Clear Books does not include CT600 filing or statutory accounts preparation. Year-end compliance requires an accountant or external tool. Payroll is a separate add-on subscription. For a limited company with any employees, the total cost of Clear Books Small plus payroll exceeds the cost of FreeAgent at £33 per month, which bundles payroll and includes more complete compliance features. Clear Books' competitive advantage is its price-to-feature ratio for the specific user profile of a small limited company with no employees, where unlimited users and the dividends tool at £16 per month represent a combination no other platform offers at that cost.
Quick Comparison
Platform | Starting Price | CT600 Filing | Payroll Included | Dividend Tool | Users |
|---|---|---|---|---|---|
FreeAgent | £33/mo (free w/ NatWest) | Yes — included | Yes — included | No dedicated tool | Unlimited |
Zoho Books Standard | £12/mo | Yes — included | No — add-on | No dedicated tool | 3 users |
Sage Standard | £39/mo | No — external | Yes — included | No dedicated tool | Unlimited |
QuickBooks Plus | £38/mo | No — external | No — add-on | No dedicated tool | 5 users |
Xero Standard | £33/mo | No — external | No — add-on | No dedicated tool | 3 users |
Clear Books Small | £16/mo | No — external | No — add-on | Yes — included | Unlimited |
What the Ranking Does Not Cover
This list does not include Sage 50 or Sage Intacct, both of which are appropriate for UK limited companies that have outgrown the cloud-based small business platforms reviewed here. Sage 50 is a desktop-first product aimed at companies with more complex accounting needs — multi-company consolidation, advanced stock control, detailed job costing — at a price point starting from £103 per month. Sage Intacct is a full financial management platform for growing mid-market businesses, typically at £400 per month and above, and is covered separately in the Sage Intacct vs NetSuite comparison.
It also does not rank free-only tools like Wave, which does not support MTD VAT filing in the UK and lacks the compliance infrastructure that a UK limited company requires. Tools that are not HMRC-recognised for MTD are not appropriate for VAT-registered limited companies in 2026.
The Bottom Line
For most UK limited companies, the decision narrows to three platforms depending on their specific profile. A limited company with employees that wants payroll bundled and AI-driven account monitoring should look most closely at FreeAgent and Sage Standard — FreeAgent if CT600 self-filing is important, Sage Standard if CIS, pension breadth, and Copilot's autonomous capabilities are the priority. A limited company without employees that wants to keep monthly costs minimal while retaining the ability to self-file the CT600 should look at Zoho Books Standard at £12 per month first. A limited company with a NatWest, RBS, or Mettle business account should start with FreeAgent's free tier before evaluating anything else.

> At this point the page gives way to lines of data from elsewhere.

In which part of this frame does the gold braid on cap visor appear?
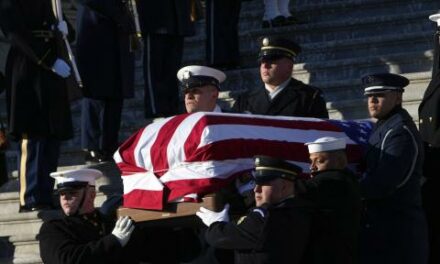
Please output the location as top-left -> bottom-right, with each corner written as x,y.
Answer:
255,166 -> 298,176
261,46 -> 296,56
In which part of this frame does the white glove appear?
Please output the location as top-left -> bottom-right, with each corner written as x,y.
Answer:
52,58 -> 70,78
429,13 -> 440,27
112,216 -> 134,247
57,21 -> 69,36
196,204 -> 229,226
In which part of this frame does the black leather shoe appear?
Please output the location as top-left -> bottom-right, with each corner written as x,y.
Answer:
261,16 -> 286,28
284,16 -> 301,26
84,150 -> 113,164
18,204 -> 53,213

The platforms that score poorly on this specific comparison — because they require add-ons, external tools, or accountant involvement to complete the limited company compliance picture — are not bad platforms. Xero and QuickBooks are excellent accounting tools with large partner networks and mature feature sets. They simply require a more active accountant relationship to handle year-end compliance, which is a reasonable model for many businesses. For a limited company that already uses an accountant regularly and wants the accountant to handle year-end, Xero or QuickBooks may well be the right choice on other grounds. For a limited company trying to do more of its compliance in-house and keep accountancy costs down, FreeAgent or Zoho Books Standard is the more complete self-contained package.